# Changing sides of a square (area and derivatives)

• Oct 13th 2009, 05:38 PM
DarkestEvil
Changing sides of a square (area and derivatives)
How fast are the sides of a square changing at the instant when its sides are 6 feet long and its area is decreasing at a rate of 2 square feet per second?

I assume that the square is on a graph. Then I listed the known variables, which are:
$\displaystyle x=6$
$\displaystyle y=6$

Since area is decreasing at a rate of 2 sq. ft/s, would $\displaystyle x'=-2$? Would I have to find the derivative of the formula Area$\displaystyle =lw$ to help get the answer?
• Oct 13th 2009, 08:36 PM
TheEmptySet
Quote:

Originally Posted by DarkestEvil
How fast are the sides of a square changing at the instant when its sides are 6 feet long and its area is decreasing at a rate of 2 square feet per second?

I assume that the square is on a graph.

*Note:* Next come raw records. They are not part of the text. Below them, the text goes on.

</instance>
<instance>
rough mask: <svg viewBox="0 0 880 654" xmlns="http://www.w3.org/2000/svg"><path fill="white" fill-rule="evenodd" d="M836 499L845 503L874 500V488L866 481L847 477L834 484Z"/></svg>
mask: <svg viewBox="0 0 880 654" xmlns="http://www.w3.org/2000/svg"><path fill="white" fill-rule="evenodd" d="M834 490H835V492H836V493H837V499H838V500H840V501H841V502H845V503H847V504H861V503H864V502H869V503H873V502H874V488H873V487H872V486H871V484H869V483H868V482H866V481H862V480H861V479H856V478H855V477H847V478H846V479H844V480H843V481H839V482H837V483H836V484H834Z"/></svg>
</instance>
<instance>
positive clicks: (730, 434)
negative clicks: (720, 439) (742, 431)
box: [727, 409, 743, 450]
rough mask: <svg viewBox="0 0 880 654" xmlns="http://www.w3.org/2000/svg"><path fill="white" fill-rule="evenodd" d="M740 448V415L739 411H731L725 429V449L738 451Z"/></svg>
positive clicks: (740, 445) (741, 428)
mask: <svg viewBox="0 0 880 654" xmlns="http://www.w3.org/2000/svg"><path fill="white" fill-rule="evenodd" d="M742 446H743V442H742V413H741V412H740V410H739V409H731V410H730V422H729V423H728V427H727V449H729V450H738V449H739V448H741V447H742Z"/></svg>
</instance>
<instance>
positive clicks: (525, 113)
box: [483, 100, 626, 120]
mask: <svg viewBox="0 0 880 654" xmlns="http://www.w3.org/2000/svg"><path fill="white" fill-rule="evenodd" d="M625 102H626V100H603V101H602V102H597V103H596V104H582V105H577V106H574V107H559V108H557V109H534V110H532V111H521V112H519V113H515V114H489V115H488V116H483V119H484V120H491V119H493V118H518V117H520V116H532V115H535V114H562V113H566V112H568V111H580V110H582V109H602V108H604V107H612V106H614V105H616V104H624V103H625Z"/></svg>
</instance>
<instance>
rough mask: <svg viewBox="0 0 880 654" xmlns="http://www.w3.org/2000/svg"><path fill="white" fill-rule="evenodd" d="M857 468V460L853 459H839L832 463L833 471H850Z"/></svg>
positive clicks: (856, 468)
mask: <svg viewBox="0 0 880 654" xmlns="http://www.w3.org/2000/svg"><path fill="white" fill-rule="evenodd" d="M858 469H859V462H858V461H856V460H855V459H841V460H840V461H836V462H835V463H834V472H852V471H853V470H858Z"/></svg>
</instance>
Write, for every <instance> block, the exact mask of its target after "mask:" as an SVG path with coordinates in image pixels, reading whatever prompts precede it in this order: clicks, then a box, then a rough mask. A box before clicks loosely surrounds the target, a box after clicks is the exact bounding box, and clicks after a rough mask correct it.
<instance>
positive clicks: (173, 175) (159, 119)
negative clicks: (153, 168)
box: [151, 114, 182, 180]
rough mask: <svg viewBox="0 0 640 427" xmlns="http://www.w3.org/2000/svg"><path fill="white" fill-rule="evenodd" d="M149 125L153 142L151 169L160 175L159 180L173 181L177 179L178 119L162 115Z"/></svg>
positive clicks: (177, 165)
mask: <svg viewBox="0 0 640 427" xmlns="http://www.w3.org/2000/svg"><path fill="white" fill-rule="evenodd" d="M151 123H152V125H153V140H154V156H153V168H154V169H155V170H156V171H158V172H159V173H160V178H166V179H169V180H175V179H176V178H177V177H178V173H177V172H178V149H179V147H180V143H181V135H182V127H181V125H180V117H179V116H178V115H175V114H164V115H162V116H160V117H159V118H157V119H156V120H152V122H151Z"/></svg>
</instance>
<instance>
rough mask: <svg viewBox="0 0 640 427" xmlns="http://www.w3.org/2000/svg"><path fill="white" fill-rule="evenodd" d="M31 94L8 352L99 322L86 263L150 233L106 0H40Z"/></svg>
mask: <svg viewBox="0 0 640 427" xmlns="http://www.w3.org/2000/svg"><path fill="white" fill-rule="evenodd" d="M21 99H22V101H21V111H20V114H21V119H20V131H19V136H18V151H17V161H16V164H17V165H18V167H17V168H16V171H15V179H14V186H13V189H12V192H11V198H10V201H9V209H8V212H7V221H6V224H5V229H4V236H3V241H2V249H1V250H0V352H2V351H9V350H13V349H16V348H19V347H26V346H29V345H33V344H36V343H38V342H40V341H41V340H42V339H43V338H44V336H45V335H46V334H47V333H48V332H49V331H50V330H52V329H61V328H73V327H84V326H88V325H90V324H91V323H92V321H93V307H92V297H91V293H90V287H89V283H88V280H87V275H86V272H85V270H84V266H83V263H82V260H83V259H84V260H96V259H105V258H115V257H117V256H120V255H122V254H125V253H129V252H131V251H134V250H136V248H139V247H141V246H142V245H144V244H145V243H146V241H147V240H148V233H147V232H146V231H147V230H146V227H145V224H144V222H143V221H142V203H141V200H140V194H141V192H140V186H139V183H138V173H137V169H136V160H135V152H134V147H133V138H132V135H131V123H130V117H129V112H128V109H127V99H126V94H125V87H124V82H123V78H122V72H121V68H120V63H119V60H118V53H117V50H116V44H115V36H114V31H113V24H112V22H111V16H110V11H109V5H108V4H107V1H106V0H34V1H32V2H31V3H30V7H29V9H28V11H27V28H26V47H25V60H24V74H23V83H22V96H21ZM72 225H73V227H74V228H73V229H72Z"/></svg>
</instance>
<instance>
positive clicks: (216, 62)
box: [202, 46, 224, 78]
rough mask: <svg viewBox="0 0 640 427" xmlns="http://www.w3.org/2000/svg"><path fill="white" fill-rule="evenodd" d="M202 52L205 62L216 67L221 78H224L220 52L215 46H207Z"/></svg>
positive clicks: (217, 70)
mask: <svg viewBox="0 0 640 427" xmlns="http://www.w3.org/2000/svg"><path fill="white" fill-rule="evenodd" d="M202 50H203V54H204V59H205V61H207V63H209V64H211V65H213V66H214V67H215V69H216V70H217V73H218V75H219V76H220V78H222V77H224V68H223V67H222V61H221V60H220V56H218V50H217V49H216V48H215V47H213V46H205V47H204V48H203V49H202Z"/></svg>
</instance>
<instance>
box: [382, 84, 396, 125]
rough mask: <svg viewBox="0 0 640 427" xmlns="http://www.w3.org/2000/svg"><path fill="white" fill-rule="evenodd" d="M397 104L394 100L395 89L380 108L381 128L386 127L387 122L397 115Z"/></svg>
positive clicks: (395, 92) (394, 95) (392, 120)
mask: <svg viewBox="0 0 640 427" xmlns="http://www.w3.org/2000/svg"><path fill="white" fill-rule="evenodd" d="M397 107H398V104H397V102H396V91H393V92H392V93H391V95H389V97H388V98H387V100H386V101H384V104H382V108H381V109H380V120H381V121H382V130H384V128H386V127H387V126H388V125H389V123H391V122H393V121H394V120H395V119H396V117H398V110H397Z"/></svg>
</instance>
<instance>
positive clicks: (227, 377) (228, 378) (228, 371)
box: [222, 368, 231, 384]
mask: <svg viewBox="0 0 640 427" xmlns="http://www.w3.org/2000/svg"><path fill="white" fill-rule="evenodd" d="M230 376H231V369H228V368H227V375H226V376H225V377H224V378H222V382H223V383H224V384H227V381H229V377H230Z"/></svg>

Then I listed the known variables, which are:
$\displaystyle x=6$
$\displaystyle y=6$

Since area is decreasing at a rate of 2 sq. ft/s, would $\displaystyle x'=-2$? Would I have to find the derivative of the formula Area$\displaystyle =lw$ to help get the answer?

The area formula for a square is

$\displaystyle A=s^2$ taking the derivative you get

$\displaystyle \frac{dA}{dt} = 2s\frac{ds}{dt}$
plugging in the above info you get

$\displaystyle -2=2(6)\frac{ds}{dt} \iff \frac{ds}{dt} = -\frac{1}{6}$